FPG Fellow Ann Turnbull Receives Special Education Lifetime Achievement Award

FPG Fellow Ann Turnbull Receives Special Education Lifetime Achievement Award

May 17, 2016

from an announcement from the Council for Exceptional Children

FPG Fellow Ann P. Turnbull, a premier scholar of family systems theory in special education, was honored with a national 2016 J. E. Wallace Wallin Special Education Lifetime Achievement Award by the Council for Exceptional Children (CEC) at its annual convention on April 15 in St. Louis.

The CEC J. E. Wallace Wallin Special Education Lifetime Achievement Award recognizes an individual who has made continued and sustained contributions to the education of children and youth with exceptionalities.
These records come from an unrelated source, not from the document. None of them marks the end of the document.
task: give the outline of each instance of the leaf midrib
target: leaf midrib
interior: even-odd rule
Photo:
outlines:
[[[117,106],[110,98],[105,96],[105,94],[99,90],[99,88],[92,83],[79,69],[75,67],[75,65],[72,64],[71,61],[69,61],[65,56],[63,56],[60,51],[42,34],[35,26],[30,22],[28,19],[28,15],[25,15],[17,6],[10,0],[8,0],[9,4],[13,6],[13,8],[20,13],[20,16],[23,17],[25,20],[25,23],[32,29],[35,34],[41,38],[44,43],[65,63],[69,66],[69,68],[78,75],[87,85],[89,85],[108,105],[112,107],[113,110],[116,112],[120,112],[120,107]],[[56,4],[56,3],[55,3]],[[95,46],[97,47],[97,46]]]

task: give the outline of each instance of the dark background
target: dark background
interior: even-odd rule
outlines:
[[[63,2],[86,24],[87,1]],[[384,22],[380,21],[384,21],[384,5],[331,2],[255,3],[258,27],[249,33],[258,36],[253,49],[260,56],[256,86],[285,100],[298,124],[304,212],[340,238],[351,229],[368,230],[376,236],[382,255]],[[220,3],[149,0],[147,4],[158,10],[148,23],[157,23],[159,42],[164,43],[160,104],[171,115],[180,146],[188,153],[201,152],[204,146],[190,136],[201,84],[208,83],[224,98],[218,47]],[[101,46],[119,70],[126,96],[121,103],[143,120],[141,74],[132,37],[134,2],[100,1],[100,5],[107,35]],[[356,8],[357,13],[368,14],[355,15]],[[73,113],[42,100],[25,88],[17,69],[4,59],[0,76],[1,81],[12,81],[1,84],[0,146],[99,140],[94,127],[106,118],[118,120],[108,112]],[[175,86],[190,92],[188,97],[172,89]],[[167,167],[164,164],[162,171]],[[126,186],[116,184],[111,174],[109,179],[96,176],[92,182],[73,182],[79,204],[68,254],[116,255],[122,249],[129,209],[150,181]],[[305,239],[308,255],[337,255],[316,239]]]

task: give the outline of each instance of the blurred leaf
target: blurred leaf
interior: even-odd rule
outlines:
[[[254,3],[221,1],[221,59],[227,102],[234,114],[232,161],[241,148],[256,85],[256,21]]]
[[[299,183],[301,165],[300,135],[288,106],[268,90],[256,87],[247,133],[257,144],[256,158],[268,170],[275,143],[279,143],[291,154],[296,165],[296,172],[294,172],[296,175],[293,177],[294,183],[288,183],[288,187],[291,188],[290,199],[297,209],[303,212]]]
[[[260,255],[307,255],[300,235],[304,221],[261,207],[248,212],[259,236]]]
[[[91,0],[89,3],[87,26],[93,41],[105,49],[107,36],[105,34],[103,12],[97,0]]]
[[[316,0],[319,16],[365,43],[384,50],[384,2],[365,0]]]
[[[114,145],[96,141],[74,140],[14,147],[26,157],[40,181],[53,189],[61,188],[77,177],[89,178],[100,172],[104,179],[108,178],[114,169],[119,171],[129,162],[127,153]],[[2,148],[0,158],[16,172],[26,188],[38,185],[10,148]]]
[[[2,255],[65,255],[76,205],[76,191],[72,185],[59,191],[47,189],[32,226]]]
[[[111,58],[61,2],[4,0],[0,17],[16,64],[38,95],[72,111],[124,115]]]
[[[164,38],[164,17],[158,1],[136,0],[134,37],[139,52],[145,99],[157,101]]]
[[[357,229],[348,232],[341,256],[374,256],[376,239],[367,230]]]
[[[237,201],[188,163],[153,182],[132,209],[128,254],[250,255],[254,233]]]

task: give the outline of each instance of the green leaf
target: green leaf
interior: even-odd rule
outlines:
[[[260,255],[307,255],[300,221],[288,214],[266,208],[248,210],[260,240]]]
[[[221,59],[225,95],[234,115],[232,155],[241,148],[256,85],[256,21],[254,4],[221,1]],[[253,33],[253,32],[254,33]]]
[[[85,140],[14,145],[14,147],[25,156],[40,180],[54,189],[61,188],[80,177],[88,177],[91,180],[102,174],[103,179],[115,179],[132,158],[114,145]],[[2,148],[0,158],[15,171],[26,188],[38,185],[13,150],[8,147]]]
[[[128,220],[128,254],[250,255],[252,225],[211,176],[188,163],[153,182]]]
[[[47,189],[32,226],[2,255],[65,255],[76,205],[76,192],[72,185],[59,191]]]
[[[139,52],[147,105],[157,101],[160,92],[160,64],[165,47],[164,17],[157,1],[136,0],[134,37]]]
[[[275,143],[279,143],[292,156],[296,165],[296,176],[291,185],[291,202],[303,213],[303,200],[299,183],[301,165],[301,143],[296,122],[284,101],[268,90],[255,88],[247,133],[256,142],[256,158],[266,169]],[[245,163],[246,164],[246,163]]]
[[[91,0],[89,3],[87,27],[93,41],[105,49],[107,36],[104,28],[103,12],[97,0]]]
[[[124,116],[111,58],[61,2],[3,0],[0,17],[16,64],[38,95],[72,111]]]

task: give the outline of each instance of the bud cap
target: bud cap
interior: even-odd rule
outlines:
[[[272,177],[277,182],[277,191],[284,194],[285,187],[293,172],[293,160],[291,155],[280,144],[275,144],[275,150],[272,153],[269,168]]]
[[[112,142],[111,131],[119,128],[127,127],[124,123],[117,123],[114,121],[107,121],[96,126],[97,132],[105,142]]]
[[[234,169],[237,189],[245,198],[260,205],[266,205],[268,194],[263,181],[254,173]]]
Turnbull’s research covers multiple topics across the lifespan. Her inquiry into the ways school, home, and family partnerships might improve quality of life for families of individuals with disabilities has resulted in a programmatic body of research that ranges in focus from preschool services and inclusion to questions of employment and independent living for adults with disabilities.

In her 40-year career, she has published nine textbooks and made more than 600 presentations. Her seminal text, “Exceptional Lives: Special Education in Today’s Schools,” has been adopted more than 500 colleges and universities. She has received grants totaling more than $30 million and is the winner of many awards, she was selected by the National Historic Preservation Trust on Developmental Disabilities as one of 36 individuals who changed the course of history for individuals with intellectual and developmental disabilities in the 20th century.

Turnbull is co-founder of the Beach Center on Disability at the University of Kansas which she co-directed for 26 years. She has also served as president of the American Association on Intellectual and Developmental Disabilities. Her students praise her for her generosity as a mentor and colleague. Upon retirement from the University of Kansas, she moved to North Carolina and currently is a Faculty Fellow at the Frank Porter Graham Child Development Center at the UNC-CH.

The Council for Exceptional Children (CEC) is a professional association of educators dedicated to advancing the success of children with exceptionalities. CEC accomplishes its mission through advocacy, standards and professional development.